O VESTIDO
Conto baseado no poema CASO DO VESTIDO de Carlos
Drummond de Andrade
No dia da
morte do pai, nossa mãe não economizou esforços para que o seu corpo frio fosse
velado com o melhor. O caixão foi colocado no centro da mesa de jantar sobre uma
toalha branca de renda. O cheiro das camélias adocicava o ar.
Mãe
chegou na sala vestindo seu vestido de festa, o mesmo que usou no casamento de
tia Flora, estava perfumada e com os cabelos bem penteados. Poucas vezes a
tinha visto tão linda. Trazia um sorriso enigmático no rosto.
Com um puxão
violento arrancou do prego aquele vestido de renda amarelado pelo tempo,
consumado, que durante anos ficara pendurado na parede da sala. Coloco-o em uma
bandeja e atiçou fogo.
Enquanto
o vestido queimava diante do corpo do meu pai, nossa mãe servia um café com
broinhas de milho aos poucos parentes e vizinhos.
Enquanto
caminhava para o cemitério que ficava a algumas quadras de nossa casa, abraçada
a minha mãe, eu pensava com tristeza no pai e na história do vestido.
Lembrei-me
do dia que o pai saiu de casa, penso que tinha uns seis anos e minha irmã oito.
Ele era um homem bonito e forte, trajava um belo terno de linho e um chapéu de
palha.
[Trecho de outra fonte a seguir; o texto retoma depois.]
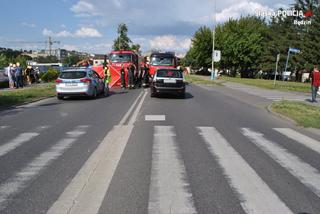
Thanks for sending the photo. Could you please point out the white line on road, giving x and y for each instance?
(299, 169)
(88, 188)
(302, 139)
(254, 194)
(169, 188)
(21, 178)
(128, 113)
(4, 127)
(155, 117)
(16, 142)
(137, 110)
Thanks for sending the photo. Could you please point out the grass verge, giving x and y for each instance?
(196, 79)
(10, 98)
(268, 84)
(304, 114)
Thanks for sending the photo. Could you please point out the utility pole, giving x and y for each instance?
(213, 38)
(50, 43)
(276, 72)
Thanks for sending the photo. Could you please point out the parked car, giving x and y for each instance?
(168, 81)
(286, 75)
(79, 82)
(4, 80)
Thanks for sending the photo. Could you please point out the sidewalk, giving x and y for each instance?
(274, 95)
(26, 86)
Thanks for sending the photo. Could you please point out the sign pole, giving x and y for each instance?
(213, 38)
(276, 72)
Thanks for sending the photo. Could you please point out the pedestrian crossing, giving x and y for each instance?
(170, 189)
(21, 178)
(267, 94)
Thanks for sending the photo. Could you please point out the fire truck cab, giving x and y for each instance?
(162, 60)
(118, 58)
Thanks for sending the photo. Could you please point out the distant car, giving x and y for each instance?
(286, 75)
(4, 80)
(79, 82)
(168, 81)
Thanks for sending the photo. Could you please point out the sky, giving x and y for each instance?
(91, 25)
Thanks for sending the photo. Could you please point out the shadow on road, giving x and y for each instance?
(171, 96)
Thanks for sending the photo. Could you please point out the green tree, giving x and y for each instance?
(72, 59)
(122, 42)
(200, 53)
(3, 60)
(241, 44)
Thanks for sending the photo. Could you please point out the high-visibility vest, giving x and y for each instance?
(107, 75)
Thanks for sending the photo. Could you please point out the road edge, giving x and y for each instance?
(314, 131)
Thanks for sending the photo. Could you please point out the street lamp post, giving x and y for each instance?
(213, 38)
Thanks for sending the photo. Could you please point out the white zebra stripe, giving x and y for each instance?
(254, 194)
(307, 174)
(168, 188)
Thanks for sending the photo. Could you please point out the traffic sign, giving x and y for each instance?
(294, 50)
(217, 56)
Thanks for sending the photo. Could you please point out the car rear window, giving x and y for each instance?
(169, 73)
(73, 74)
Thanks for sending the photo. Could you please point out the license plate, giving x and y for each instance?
(170, 81)
(71, 84)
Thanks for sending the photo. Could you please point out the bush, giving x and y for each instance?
(50, 76)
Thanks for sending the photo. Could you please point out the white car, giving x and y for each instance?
(79, 82)
(168, 81)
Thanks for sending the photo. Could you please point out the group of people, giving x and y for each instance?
(315, 83)
(136, 77)
(19, 77)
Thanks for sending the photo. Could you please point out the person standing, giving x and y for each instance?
(19, 76)
(13, 75)
(315, 83)
(107, 79)
(131, 72)
(9, 74)
(123, 77)
(28, 74)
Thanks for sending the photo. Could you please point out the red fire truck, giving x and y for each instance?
(162, 60)
(116, 59)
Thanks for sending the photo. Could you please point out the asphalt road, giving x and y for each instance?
(217, 151)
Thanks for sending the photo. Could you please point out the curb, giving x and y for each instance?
(269, 109)
(25, 103)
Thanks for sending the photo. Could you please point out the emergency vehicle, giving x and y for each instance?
(116, 59)
(162, 60)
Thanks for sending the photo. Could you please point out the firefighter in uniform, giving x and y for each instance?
(107, 79)
(123, 77)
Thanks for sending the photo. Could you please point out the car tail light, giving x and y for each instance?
(86, 80)
(58, 81)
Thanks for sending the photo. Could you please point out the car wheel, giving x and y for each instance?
(106, 92)
(94, 94)
(182, 96)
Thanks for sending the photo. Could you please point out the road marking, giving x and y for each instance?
(21, 178)
(4, 127)
(254, 194)
(16, 142)
(155, 117)
(169, 188)
(89, 186)
(308, 175)
(137, 110)
(126, 116)
(300, 138)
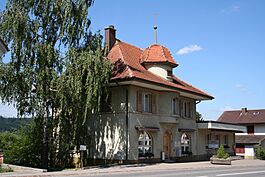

Montado no seu cavalo partira para uma grande aventura. Nossa mãe nos
disse que ele logo voltaria com muito dinheiro e que seríamos ricos.
Diariamente
imaginava meu pai conquistando reinos, lutando contra dragões, salvando
princesas prisioneiras em castelos, vencendo os mais violentos inimigos. O pai
era o meu herói. O tempo passava e a mãe não se entregava, costurava, fazia
doce, lavava roupa para fora. A mãe não chorava.
Um dia
nosso pai retornou, eu já não era mais criança, uns dez anos se passaram.
Agora estava
feio, de roupa velha, magro, destruído, perdera os alvos dentes, seus olhos se
apagaram. A grande aventura havia
consumido meu pobre pai.
Deu para
minha mãe aquele vestido de renda que nela não cabia e que por outra fora usado.
Mãe pregou na parede da sala o vestido sem dizer palavra.
Pai então
passou a dormir no celeiro, comia pouco o resto que sobrava, não se ouvia sua
voz. Uma dor o devorava. Minha mãe só remoçava e nos dizia que o pai estava
doente.
— Mãe, de
quem era o tal vestido?
— De uma
bruxa, minha filha, que afastou seu pai de nós por muitos anos. Seu pai
arrancou-lhe o coração e me trouxe o seu vestido.